When the summer rolled in, the white cabbage flowers were long gone. So was the white butterfly. All around us, the summer burst with colors and perfume. In our flower bed bloomed marvels-of-Peru, rose mosses, yellow ox eyes, cockscombs, touch-me-nots and roses. The steaming brown soil in the flower bed choked the air and earthworms turned constantly beneath the rotting balsam roots.
This passage, from Mia Yun's
House of the Winds, is more than poetic to me. It feels like the Korea I knew for three years as a child. My maternal grandparents' house on the westside outskirts of Seoul had a plot in front farmed for food for the family, where we kids planted beans and corn, and the grownups planted rows and rows of cabbages for kimchi, leaf lettuces, squash, melons, and eggplant. No indoor plumbing, and I still remember the day that the hand-cranked rope-and-pail well was replaced with a manual pump. We took for granted that we'd be able to walk down any street and find red salvia growing, and figured out without being taught how to pluck the nectar-bearing buds from the salvia to sample the sweetness for ourselves. No lawns; just plants and flowers, everywhere.
The writing in this book is emotional and direct. The childhood memories woven into the novel are retold slow-motion, frame-by-frame.
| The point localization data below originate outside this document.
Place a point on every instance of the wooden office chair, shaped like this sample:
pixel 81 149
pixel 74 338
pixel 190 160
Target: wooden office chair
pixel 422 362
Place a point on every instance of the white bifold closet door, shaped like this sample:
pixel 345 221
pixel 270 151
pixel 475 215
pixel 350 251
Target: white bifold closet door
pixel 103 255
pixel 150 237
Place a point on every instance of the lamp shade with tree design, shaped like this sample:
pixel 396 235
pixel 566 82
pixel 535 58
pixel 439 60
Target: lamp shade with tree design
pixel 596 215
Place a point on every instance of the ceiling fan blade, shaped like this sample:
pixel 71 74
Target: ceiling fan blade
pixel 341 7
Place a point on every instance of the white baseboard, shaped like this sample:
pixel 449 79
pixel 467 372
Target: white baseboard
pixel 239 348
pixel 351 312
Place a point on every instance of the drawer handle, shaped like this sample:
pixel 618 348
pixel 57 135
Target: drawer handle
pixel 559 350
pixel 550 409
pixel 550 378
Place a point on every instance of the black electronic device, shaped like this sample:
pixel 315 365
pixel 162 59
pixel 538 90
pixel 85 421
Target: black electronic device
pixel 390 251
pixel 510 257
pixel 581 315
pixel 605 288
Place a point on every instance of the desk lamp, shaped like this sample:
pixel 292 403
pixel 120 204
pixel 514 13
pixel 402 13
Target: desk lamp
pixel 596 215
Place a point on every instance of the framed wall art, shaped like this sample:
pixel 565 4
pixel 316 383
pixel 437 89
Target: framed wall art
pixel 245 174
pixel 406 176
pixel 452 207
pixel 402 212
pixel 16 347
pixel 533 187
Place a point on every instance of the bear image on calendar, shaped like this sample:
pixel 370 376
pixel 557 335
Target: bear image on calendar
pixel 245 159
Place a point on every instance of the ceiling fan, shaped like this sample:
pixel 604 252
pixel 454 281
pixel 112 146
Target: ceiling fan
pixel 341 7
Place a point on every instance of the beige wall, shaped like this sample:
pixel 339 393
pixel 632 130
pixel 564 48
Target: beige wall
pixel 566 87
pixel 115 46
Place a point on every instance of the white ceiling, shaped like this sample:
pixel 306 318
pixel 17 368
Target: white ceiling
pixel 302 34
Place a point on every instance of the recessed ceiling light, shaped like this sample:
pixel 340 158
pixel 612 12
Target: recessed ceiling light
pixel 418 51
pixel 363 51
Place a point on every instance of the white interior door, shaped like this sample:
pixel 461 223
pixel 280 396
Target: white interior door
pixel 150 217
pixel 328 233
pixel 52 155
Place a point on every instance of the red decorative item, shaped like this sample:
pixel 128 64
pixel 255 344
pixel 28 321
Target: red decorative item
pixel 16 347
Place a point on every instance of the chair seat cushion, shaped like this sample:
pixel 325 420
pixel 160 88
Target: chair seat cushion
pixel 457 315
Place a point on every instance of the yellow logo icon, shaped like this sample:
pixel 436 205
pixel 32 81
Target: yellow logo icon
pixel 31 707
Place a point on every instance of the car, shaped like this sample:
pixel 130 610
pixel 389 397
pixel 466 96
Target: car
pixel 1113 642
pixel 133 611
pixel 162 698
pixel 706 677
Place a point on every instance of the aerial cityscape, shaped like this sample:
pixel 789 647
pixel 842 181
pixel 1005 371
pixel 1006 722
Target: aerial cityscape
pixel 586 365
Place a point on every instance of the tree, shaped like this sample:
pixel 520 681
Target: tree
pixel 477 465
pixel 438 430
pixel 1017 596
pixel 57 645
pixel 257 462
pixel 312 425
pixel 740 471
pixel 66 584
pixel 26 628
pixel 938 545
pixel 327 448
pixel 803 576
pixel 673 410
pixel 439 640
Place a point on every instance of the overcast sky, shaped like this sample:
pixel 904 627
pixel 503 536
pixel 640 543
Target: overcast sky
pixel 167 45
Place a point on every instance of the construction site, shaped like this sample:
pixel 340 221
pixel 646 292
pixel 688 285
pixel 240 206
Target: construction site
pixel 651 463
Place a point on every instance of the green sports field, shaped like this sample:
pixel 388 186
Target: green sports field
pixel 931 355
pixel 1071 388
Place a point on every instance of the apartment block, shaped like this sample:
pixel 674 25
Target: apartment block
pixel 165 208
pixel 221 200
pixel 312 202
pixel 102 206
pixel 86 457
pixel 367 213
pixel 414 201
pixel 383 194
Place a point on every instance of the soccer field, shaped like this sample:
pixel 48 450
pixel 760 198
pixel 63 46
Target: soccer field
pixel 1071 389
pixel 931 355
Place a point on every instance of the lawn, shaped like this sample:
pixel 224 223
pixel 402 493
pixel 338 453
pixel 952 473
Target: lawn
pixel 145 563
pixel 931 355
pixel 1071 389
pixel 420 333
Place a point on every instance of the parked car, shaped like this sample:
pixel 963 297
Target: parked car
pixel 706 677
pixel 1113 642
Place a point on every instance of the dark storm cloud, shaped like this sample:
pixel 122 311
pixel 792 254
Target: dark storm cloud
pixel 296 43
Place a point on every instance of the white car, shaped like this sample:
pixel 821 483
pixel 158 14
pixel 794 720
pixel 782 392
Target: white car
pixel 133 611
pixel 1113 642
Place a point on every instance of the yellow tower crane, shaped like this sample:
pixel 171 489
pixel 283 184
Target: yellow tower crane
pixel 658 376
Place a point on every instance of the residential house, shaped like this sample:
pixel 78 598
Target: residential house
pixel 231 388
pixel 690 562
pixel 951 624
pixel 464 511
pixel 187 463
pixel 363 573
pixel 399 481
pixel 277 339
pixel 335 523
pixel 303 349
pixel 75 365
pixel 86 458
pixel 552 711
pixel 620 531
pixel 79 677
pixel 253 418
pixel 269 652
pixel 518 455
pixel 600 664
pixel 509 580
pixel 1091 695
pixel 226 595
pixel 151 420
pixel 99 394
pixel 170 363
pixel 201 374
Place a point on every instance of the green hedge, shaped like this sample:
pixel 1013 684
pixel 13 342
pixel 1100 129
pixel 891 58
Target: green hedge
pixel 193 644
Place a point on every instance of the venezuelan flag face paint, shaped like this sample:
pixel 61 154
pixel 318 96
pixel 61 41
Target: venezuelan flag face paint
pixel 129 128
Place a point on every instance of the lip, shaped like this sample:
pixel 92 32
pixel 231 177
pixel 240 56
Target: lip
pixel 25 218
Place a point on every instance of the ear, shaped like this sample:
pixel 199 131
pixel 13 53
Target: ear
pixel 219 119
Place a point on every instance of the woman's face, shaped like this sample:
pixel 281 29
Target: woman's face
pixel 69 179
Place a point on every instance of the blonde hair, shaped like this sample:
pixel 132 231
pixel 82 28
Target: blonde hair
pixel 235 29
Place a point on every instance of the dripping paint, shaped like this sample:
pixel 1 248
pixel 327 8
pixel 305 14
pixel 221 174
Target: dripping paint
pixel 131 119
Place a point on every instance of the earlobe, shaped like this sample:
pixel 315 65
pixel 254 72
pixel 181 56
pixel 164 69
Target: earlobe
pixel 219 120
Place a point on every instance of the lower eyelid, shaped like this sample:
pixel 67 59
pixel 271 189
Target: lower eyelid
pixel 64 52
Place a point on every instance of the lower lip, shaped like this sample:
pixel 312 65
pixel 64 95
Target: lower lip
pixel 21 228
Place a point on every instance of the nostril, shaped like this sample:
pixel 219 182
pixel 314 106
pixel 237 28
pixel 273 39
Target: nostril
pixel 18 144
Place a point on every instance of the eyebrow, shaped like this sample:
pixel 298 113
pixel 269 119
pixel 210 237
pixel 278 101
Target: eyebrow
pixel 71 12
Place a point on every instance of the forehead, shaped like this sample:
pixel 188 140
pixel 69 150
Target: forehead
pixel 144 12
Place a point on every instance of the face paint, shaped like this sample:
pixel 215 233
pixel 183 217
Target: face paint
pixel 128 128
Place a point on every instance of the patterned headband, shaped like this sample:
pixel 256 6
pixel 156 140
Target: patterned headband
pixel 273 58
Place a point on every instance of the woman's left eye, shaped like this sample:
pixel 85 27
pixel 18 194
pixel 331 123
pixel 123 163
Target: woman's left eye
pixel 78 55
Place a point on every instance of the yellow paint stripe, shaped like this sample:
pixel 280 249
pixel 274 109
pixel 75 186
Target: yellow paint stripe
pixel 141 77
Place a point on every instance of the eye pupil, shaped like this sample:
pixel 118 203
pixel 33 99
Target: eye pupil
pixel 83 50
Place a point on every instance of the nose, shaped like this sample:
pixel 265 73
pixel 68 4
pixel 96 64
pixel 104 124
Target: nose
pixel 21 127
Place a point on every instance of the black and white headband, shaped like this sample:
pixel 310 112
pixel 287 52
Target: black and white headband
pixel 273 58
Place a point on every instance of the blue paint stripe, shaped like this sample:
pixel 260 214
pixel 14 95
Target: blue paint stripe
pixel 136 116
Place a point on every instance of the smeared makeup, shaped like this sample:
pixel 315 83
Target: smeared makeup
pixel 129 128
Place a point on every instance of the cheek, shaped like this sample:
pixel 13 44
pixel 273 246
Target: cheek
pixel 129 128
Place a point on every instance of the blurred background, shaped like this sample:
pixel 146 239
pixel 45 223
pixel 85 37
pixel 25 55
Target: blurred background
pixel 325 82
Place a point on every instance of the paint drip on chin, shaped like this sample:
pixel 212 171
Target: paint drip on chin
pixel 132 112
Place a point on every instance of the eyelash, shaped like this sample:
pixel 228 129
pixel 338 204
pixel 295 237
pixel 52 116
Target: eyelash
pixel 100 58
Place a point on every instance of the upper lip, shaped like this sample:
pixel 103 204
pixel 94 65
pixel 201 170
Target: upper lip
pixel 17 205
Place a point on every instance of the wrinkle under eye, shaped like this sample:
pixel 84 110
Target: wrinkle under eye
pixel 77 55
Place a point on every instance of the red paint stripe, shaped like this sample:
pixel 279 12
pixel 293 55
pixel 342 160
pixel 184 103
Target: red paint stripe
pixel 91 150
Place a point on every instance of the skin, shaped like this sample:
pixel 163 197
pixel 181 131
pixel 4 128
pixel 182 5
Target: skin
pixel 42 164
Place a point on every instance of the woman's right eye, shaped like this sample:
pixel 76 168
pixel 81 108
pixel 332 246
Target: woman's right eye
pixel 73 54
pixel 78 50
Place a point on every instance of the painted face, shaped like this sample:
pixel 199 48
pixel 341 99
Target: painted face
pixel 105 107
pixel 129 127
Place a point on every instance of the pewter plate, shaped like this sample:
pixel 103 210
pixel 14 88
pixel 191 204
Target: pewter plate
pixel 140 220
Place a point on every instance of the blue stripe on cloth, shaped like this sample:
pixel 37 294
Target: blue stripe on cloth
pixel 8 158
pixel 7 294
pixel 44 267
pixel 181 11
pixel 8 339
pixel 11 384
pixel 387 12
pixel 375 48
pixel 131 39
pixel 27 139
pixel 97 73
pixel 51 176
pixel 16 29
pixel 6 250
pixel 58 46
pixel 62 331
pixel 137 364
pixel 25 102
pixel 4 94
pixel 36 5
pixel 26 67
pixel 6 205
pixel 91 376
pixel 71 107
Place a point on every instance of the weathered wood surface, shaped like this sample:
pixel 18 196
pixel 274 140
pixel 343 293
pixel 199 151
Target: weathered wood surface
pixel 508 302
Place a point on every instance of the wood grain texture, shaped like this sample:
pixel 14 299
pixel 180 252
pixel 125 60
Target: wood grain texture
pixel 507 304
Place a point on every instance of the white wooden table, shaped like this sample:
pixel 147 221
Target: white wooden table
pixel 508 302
It looks like the author and I are roughly contemporaries in age (she's about three years older), and I'm sure that a lot of what I get out of this novel is the resonance of similar childhood experiences that I never thought I'd get to read about in English:
One evening, braving a heavy rain, sister went to a neighbor's fence to pick pumpkin leaves. (We used the leaves to wrap our fingers for balsam dye. Mother added crystal pieces of alum and tobacco to the crushed balsam petals and leaves. They gave our nails that deep red dye we coveted but they also made our fingers throb all night!)
Maybe we'll try this out with my girls this summer using Impatiens balsam 'Blackberry Trifle', if it works with alum powder (instead of crystals) and without the tobacco. (Their fingers won't throb if the leaves aren't tied on too tightly—I promise.)
But you don't have to have had the same memories of a childhood in Korea in order to appreciate a description like this:
Mother's favorite, though, was the moonflower. Moonflowers bloomed at the end of a long, heat-hushed afternoon, when dusk came softly and swiftly, steadily dripping persimmon red and azalea pink over the tiled rooftops. They were as big as Korean bronze gongs and lush as white satin. But later, when the sky turned into a huge dark blue dome, they became pale, blue-tinged porcelain. It was the loneliest flower in the world. Floating alone into the night mist.
In my garden, I'm already seeing the tiny seedlings of self-sown "rose mosses" (portulaca), and my
harabeoji's (grandfather's) favorite, hollyhocks, will be overrepresented in the west side patio bed—alcea nigra, alcea ficifolia, and althaea (I like to think of it as the Castilian "alcea") rosea. And in the shrub border surrounding this bed, I've planted a new rose of sharon (Hibiscus syriacus), also known as the
mugunghwa—the national flower of Korea.
Mia Yun,
House of the Winds. Penguin Books, 1998. ISBN 0 14 02 9194 6 (paperback).